Rats fed cholesterol-rich diets exhibited markedly increased atherogenic indexes (CC; 6.08±1.03) compared to the basal diet group (N; 2.99±0.10). Supplementing the diet with Cynanchum wilfordii in hypercholesterolemic groups yielded a dose-dependent and highly significant decrease in the atherogenic index (CC, 6.08±1.03; CCW-0.5, 4.28±0.42; CCW-1, 3.09±0.33).

Thus, the present study demonstrated that a diet containing 1% cholesterol fed to rats for 5 weeks increased total cholesterol level associated with increase in LDL-cholesterol level and decrease in HDL-cholesterol level. Treatment with Cynanchum wilfordii decreased food intake and body weight gain, while increasing HDL-cholesterol level. The ratio of HDL-cholesterol/total cholesterol was significantly increased in a dose-dependent manner when Cynanchum wilfordii was added to the hypercholesterolemic diets. Finally, in cholesterol-rich diet groups, supplementing with Cynanchum wilfordii decreased the atherogenic index in a dose-dependent manner.

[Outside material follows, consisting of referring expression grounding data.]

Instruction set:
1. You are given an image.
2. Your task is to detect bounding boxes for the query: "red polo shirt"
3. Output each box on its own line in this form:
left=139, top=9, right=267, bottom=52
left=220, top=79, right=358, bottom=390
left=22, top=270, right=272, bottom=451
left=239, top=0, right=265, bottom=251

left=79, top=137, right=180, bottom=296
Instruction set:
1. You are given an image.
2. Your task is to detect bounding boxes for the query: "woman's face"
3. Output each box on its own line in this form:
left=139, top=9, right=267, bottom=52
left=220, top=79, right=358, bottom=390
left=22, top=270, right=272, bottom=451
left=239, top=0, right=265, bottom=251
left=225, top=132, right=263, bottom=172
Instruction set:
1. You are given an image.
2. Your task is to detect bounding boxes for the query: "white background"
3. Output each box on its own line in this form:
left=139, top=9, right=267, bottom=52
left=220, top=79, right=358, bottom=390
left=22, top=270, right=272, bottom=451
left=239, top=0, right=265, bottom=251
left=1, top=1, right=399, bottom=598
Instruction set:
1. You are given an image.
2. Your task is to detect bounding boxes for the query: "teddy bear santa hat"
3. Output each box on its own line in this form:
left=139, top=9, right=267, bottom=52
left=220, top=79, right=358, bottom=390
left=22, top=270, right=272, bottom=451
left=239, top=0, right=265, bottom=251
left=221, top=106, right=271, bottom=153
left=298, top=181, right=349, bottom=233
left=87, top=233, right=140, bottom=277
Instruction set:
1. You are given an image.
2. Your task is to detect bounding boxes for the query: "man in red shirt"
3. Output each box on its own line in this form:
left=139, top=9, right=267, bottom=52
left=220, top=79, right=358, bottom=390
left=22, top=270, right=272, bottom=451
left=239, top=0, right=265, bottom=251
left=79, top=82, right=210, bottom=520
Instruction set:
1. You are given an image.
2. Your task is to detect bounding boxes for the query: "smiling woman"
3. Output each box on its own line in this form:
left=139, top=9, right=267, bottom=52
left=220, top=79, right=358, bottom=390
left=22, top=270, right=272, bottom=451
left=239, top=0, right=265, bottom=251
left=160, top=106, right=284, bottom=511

Administration of statins, the most effective lipid-lowering drugs, has been reported to cause an increase in HDL-cholesterol levels from 5% to 8% in humans (27,28); however, the clinical significance of this remains unclear. Population studies have consistently illustrated that CHD and atherosclerosis are strongly related to total blood cholesterol, which is mostly made up of LDL-cholesterol. LDL-cholesterol is the most atherogenic of lipoproteins. HDL-cholesterol also carries cholesterol, but elevated HDL-cholesterol represents cholesterol returning from the rest of the body to the liver, and thus indicates a protective effect against heart disease and atherosclerosis. High LDL-cholesterol and low HDL-cholesterol are associated with heart disease, whereas low LDL-cholesterol and high HDL-cholesterol are inversely associated with increased risk (29); this relationship between HDL-cholesterol and CHD has been shown by a number of previous studies (27,30–34). The Framingham study of the 1980s illustrated that study subjects at the 80th percentile of HDL-cholesterol had half the risk of developing CHD as compared to people at the 20th percentile. Another study also revealed that HDL-cholesterol and total cholesterol levels were significantly related to CHD outcome (35).

In conclusion, the results of our study suggest that intake of ethanolic extract of Cynanchum wilfordii has potential to improve the hypercholesterolemic condition by improving blood lipid profile, and further study based on blood lipid modulation mechanism is needed.